Parole, paroles…

Sans jouer les rabat-joie, force est de constater que des enfants dans une cour de récréation ont plus de respect de la parole donnée que les hommes politiques. Après avoir clamé qu’il ne serait pas candidat à l’élection présidentielle dans le cas où il serait mis en examen, François Fillon n’a rien eu de plus pressé que de se parjurer dès qu’il a senti le vent du boulet et compris qu’il serait rattrapé inexorablement par ses affaires, dont il est sans doute le seul à connaître toute l’étendue, et dont les révélations alimentent un feuilleton dont il est le premier responsable.

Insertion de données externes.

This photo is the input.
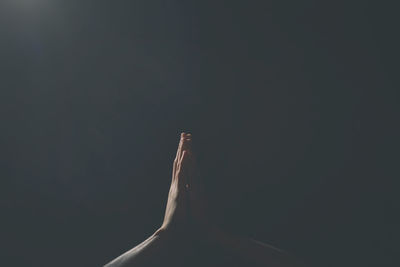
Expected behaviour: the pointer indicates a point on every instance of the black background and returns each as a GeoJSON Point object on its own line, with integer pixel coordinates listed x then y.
{"type": "Point", "coordinates": [291, 105]}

Si les nuages s’accumulent sur Fillon, c’est bien parce qu’il y avait matière à chercher et à trouver des irrégularités éventuelles, tout comme chez le Front national. Les journaux d’investigation se feraient un plaisir de sortir des affaires similaires sur d’autres candidats, si toutefois elles existaient. Les enfants ont une expression, un peu tombée en désuétude, pour marquer la solennité de leur engagement : « croix de bois, croix de fer, si je mens, je vais en enfer ». On disait également autrefois : « promis, craché, juré » en joignant le geste à la parole, main tendue et bouche en cul-de-poule. Pour certains, il était question de « parole de scout ». Dans tous les cas, on faisait référence à la chevalerie et au sens de l’honneur. Même les voyous respectaient leur parole et leurs engagements, sous peine de se voir traînés au ban de leur société comme des parias.

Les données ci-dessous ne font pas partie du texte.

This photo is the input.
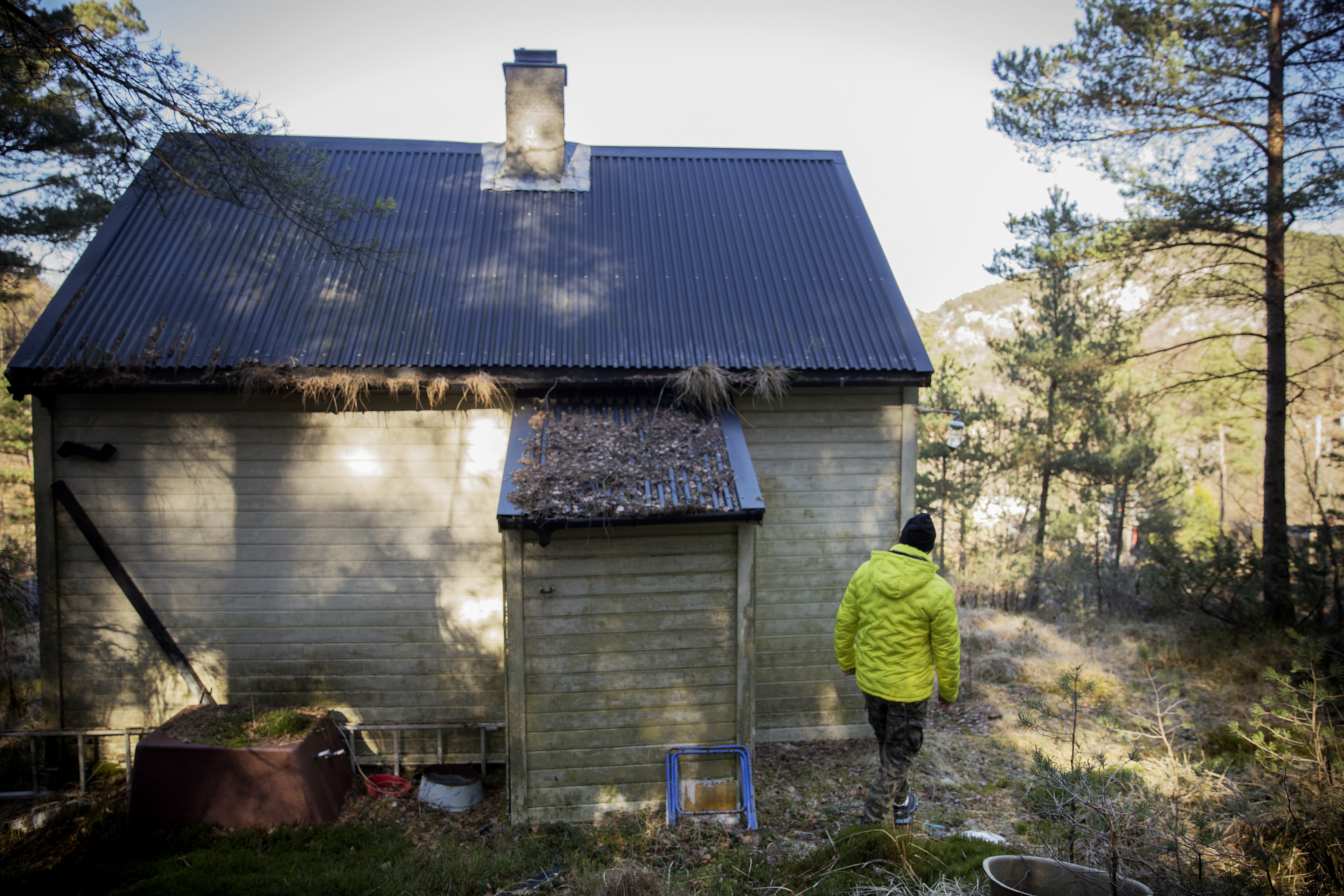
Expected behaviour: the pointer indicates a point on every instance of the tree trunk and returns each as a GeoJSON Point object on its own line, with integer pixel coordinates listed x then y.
{"type": "Point", "coordinates": [1279, 600]}
{"type": "Point", "coordinates": [943, 512]}
{"type": "Point", "coordinates": [1121, 510]}
{"type": "Point", "coordinates": [1046, 469]}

Mais, visiblement, les temps changent et les promesses n’engagent que ceux qui y croient. D’ailleurs, quand on est libéré sur parole aux États-Unis, cela s’accompagne d’un dépôt de garantie, d’une caution conséquente qui montre la relativité de la confiance accordée au présumé innocent. Quelles garanties peut-on attendre d’un candidat qui n’est même pas capable de tenir une promesse que personne ne lui demandait, mais qu’il a faite de son plein gré ? Qu’en sera-t-il de ses autres engagements, que par ailleurs je considère néfastes pour notre pays ? Je rangerai dans la même catégorie tous ces déçus de la primaire de gauche, qui se refusent à soutenir leur candidat désigné démocratiquement, quand ils ne le trahissent pas ouvertement en rejoignant la concurrence. Ils s’étaient pourtant engagés à faire la campagne du gagnant, quel qu’il soit. Ils pourront tourner cela comme ils voudront, c’est bel et bien un abandon de la parole donnée. Cela ne peut qu’alimenter la crise de confiance envers les personnels politiques, quels qu’ils soient, et apporter de l’eau au moulin du Front national, qui se prétend immunisé contre ce mal parce qu’il n’a pas exercé le pouvoir.